ADP’s annual Workforce View in Europe 2019 report has revealed an 11 percentage point drop in the number of workers actively considering the independent lifestyle since 2017 – down to just 15% this year. While the study has shown that interest in freelancing and self-employment continues amongst UK workers with 21% actively considering it, a figure that is only a one percentage point change on 2017.
Despite Brexit and increased political uncertainty, numerous reports highlight that the British economy is thriving with UK wages rising at their fastest rate for a decade and employment at its highest since the 1970s. Many of the UK’s key industries continue to experience fast growth, particularly the tech sector which has reportedly seen a surge in foreign investment.
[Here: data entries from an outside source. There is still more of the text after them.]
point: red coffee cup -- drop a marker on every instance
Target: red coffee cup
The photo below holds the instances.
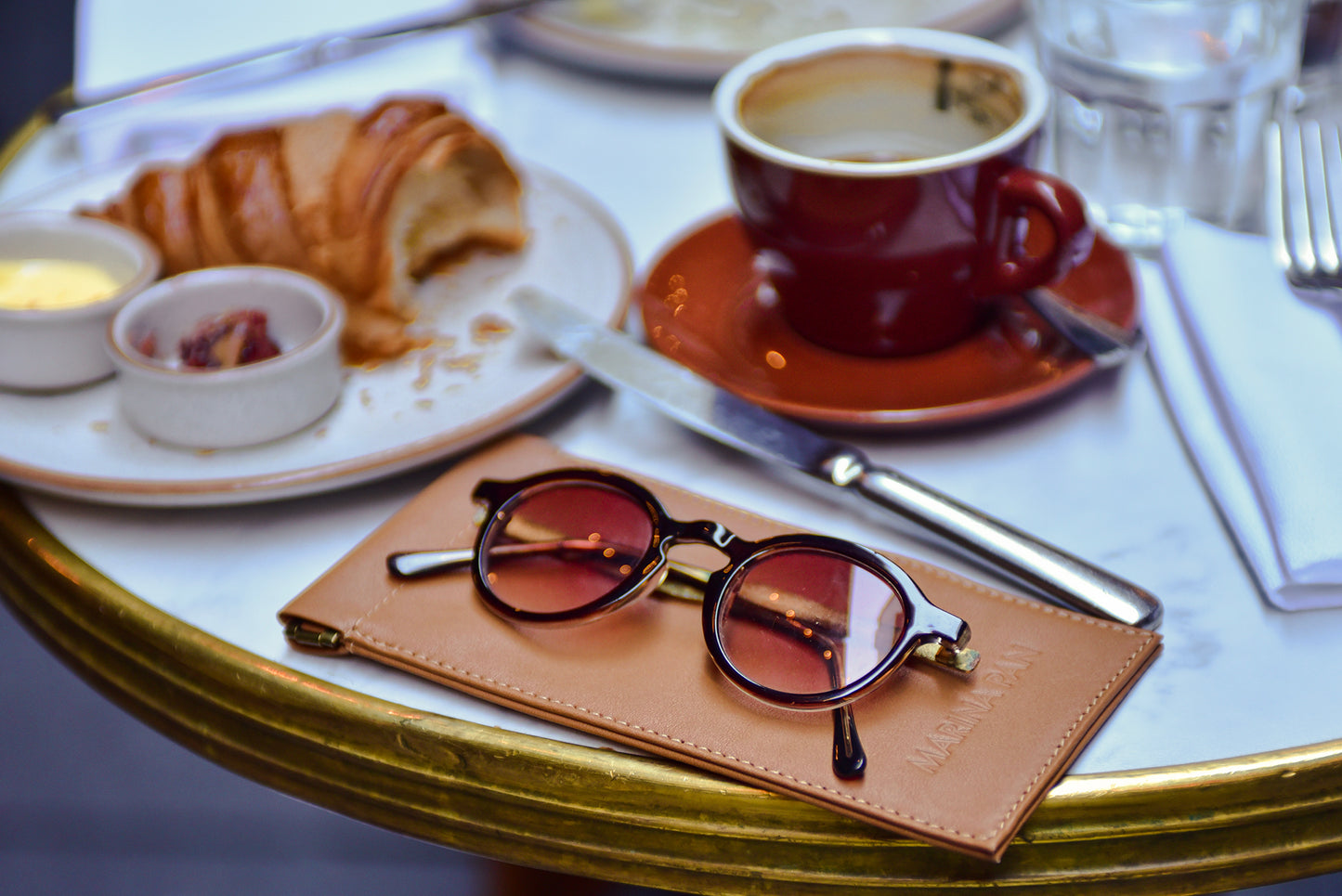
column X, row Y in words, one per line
column 883, row 175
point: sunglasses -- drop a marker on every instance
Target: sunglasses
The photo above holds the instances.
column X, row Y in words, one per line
column 798, row 621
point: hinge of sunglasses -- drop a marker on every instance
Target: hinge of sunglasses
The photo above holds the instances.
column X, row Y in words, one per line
column 953, row 656
column 309, row 635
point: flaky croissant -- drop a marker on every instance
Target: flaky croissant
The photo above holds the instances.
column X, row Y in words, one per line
column 364, row 202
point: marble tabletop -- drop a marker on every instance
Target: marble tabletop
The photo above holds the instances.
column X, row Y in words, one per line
column 1098, row 471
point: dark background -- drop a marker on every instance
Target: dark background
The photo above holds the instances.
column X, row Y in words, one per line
column 36, row 55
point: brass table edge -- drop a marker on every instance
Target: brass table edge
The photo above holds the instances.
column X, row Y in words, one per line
column 1185, row 829
column 603, row 813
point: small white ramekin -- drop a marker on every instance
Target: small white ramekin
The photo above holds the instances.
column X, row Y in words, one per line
column 47, row 349
column 228, row 407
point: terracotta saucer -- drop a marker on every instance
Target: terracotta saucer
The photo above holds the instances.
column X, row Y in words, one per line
column 709, row 306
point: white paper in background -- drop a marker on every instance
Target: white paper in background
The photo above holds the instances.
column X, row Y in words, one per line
column 1254, row 374
column 121, row 43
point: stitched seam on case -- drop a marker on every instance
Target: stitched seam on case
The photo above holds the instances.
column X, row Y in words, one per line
column 710, row 751
column 923, row 567
column 1067, row 734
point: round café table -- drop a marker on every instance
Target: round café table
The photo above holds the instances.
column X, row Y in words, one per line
column 1223, row 768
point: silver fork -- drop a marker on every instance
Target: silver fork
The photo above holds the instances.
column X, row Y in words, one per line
column 1305, row 202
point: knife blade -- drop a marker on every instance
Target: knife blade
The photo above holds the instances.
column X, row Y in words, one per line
column 267, row 66
column 623, row 362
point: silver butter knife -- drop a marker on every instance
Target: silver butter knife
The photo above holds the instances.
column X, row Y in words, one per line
column 280, row 62
column 621, row 362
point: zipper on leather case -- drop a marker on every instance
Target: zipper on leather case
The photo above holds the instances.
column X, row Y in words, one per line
column 310, row 635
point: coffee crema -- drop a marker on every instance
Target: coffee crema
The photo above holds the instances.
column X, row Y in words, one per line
column 880, row 105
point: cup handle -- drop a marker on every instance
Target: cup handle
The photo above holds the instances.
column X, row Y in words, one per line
column 1020, row 190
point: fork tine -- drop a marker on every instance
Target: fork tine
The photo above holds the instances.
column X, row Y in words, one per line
column 1276, row 207
column 1296, row 202
column 1332, row 198
column 1315, row 163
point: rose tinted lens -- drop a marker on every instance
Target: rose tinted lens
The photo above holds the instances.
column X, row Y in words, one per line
column 566, row 546
column 808, row 623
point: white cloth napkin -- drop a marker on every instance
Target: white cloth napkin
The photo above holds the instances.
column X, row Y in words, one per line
column 1254, row 376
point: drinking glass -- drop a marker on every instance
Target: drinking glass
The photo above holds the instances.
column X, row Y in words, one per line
column 1160, row 106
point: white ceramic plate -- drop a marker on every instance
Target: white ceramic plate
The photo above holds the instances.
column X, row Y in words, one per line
column 482, row 377
column 698, row 41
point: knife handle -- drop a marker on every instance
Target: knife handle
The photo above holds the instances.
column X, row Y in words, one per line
column 1051, row 570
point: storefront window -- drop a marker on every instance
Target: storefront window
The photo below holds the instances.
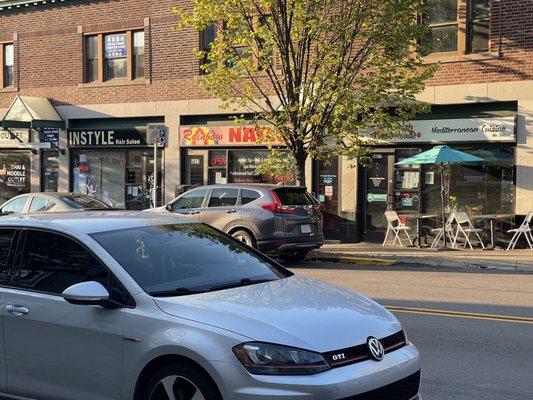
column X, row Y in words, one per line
column 50, row 171
column 484, row 188
column 15, row 173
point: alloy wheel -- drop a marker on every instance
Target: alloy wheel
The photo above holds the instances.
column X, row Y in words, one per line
column 176, row 387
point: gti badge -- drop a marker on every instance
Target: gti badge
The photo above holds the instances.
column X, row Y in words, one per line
column 376, row 349
column 339, row 357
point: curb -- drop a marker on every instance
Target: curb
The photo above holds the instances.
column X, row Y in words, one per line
column 426, row 261
column 353, row 260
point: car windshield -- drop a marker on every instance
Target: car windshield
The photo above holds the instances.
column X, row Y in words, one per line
column 183, row 259
column 83, row 202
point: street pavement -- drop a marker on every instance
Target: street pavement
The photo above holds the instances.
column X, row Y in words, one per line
column 474, row 328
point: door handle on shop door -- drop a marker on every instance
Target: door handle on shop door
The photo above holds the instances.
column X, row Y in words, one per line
column 17, row 310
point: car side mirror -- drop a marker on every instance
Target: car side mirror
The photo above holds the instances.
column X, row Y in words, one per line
column 87, row 293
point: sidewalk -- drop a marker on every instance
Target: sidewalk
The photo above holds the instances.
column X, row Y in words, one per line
column 375, row 254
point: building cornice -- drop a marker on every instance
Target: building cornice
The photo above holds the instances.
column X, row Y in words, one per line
column 19, row 4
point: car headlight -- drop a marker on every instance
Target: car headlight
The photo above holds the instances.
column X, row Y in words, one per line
column 271, row 359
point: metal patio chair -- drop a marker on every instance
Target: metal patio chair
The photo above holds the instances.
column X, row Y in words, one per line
column 523, row 229
column 396, row 226
column 450, row 232
column 465, row 227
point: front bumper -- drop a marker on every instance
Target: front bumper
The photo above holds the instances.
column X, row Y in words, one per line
column 288, row 244
column 337, row 383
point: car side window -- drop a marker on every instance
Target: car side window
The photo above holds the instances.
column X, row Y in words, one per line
column 51, row 263
column 192, row 199
column 247, row 196
column 6, row 247
column 15, row 206
column 38, row 204
column 50, row 206
column 223, row 197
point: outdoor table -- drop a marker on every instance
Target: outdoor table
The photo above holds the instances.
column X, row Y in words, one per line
column 491, row 218
column 419, row 219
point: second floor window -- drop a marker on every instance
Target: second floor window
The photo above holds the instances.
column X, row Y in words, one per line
column 441, row 17
column 9, row 62
column 114, row 56
column 453, row 29
column 91, row 49
column 115, row 49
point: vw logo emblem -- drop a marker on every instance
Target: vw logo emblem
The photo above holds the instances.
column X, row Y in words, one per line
column 376, row 349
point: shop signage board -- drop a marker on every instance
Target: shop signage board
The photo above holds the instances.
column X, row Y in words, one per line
column 14, row 138
column 115, row 45
column 157, row 134
column 50, row 135
column 231, row 135
column 106, row 137
column 459, row 130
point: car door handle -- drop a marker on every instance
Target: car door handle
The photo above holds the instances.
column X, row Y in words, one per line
column 17, row 310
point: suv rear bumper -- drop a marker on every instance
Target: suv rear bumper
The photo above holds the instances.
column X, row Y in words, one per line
column 283, row 245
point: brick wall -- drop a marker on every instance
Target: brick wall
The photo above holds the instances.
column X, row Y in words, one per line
column 516, row 59
column 50, row 58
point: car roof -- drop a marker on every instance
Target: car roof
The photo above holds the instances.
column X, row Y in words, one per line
column 266, row 186
column 88, row 222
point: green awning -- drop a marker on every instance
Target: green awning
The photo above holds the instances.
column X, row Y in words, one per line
column 32, row 112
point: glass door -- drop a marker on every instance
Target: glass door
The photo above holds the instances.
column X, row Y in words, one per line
column 377, row 199
column 140, row 182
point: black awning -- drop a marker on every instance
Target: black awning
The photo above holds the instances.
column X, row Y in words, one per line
column 32, row 112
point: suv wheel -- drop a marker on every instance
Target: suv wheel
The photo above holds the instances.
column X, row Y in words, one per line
column 244, row 237
column 180, row 382
column 295, row 256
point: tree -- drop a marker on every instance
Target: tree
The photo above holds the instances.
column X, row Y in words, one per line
column 326, row 74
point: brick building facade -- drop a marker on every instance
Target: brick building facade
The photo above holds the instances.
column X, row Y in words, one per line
column 49, row 44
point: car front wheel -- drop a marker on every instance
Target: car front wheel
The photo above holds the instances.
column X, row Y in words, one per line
column 180, row 382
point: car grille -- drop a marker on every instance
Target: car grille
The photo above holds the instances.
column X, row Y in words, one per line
column 405, row 389
column 361, row 352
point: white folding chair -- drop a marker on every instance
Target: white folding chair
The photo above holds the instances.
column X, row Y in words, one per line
column 523, row 229
column 466, row 228
column 439, row 232
column 396, row 226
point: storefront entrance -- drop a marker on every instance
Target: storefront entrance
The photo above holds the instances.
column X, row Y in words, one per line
column 121, row 178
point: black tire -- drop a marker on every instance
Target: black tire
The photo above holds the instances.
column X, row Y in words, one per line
column 295, row 256
column 245, row 237
column 189, row 380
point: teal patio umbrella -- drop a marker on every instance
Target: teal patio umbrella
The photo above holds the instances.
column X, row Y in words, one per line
column 441, row 155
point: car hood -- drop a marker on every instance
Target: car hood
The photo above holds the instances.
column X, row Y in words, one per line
column 296, row 311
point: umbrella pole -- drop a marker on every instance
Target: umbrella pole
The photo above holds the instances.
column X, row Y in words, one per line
column 442, row 203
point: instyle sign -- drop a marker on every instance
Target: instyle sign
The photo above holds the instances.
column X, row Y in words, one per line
column 204, row 136
column 459, row 130
column 106, row 137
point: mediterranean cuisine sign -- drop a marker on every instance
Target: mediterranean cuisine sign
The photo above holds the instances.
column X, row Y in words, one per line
column 205, row 136
column 459, row 130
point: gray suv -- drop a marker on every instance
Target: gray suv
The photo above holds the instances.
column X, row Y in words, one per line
column 282, row 220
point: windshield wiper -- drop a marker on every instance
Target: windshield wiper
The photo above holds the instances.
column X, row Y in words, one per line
column 242, row 282
column 175, row 292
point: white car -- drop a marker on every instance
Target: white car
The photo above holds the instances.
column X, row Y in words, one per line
column 139, row 306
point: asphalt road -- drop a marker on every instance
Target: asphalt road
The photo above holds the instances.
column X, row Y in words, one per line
column 474, row 329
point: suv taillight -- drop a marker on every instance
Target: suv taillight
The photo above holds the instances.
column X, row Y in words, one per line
column 277, row 206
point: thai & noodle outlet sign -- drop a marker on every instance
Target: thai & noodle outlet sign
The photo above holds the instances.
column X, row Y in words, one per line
column 460, row 130
column 203, row 136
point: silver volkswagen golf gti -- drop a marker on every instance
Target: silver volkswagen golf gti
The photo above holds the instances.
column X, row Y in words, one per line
column 138, row 306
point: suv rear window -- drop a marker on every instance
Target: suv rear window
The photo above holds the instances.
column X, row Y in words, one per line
column 294, row 197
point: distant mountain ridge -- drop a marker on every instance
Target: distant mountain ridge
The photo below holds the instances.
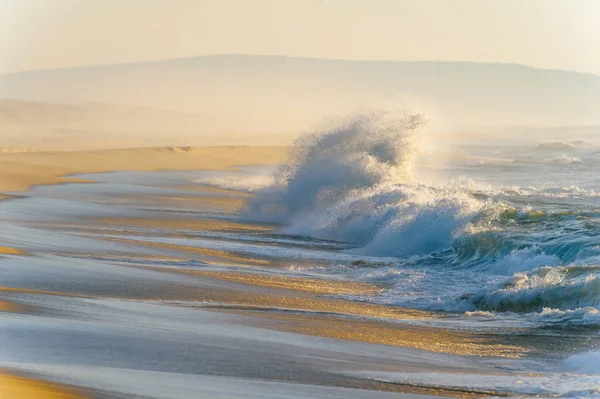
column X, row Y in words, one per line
column 245, row 93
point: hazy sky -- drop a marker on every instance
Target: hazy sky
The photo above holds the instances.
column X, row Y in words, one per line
column 561, row 34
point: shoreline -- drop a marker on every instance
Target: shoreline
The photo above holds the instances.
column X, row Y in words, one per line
column 306, row 307
column 23, row 171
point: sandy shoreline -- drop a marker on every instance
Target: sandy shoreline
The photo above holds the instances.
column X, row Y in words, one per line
column 21, row 171
column 291, row 305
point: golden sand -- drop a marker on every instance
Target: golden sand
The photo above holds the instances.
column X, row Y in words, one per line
column 16, row 387
column 10, row 251
column 186, row 224
column 221, row 257
column 315, row 286
column 384, row 333
column 20, row 171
ADP’s research suggests that employee confidence reflects such strength, with many workers feeling secure enough to opt for an independent professional life.
ADP’s Workforce View, which surveyed over 10,000 employees throughout Europe, also highlighted a divergence between British and European attitudes towards ‘jobs for life’. Over a quarter (27%) of European employees expect to stay in their organisation for the rest of their working life while just 19% of UK employees said the same. The research also revealed that UK workers are the most likely to already be self-employed or working as a freelancer (5%), closely followed by Switzerland (4%) and France (4%).
The last few years had previously seen employees shun ‘jobs for life’ and the 9-to-5 grind, as freelancing, self-employment and ‘portfolio careers’ came to the fore. However, it appears the popularity of these alternative ways of working could be starting to decrease in Europe as the tide turns back towards more traditional career paths, while in contrast UK employees continue to explore more flexible ways of working.
Jeff Phipps, Managing Director at ADP UK, commented on the findings:
“Freelancing can offer a fantastic way of life to certain professionals but, as with any career choice, it isn’t for everybody and it seems trends differ remarkably depending on the region. A huge number of employees, both in the UK and Europe, have chosen to follow the self-employed path over the last few years, attracted by freedom, flexibility and control over their destiny. However, many will also have struggled with the insecurity, isolation and significant administrative burden that can come with it, and ADP’s research reflects this.
“Despite the challenges, it seems UK employees are continuing to search for greater autonomy and an improved work-life balance through pursuing a more flexible approach to work. Freelancing is a viable option for many, so British organisations must ensure they continue to compete and collaborate with what it has to offer.”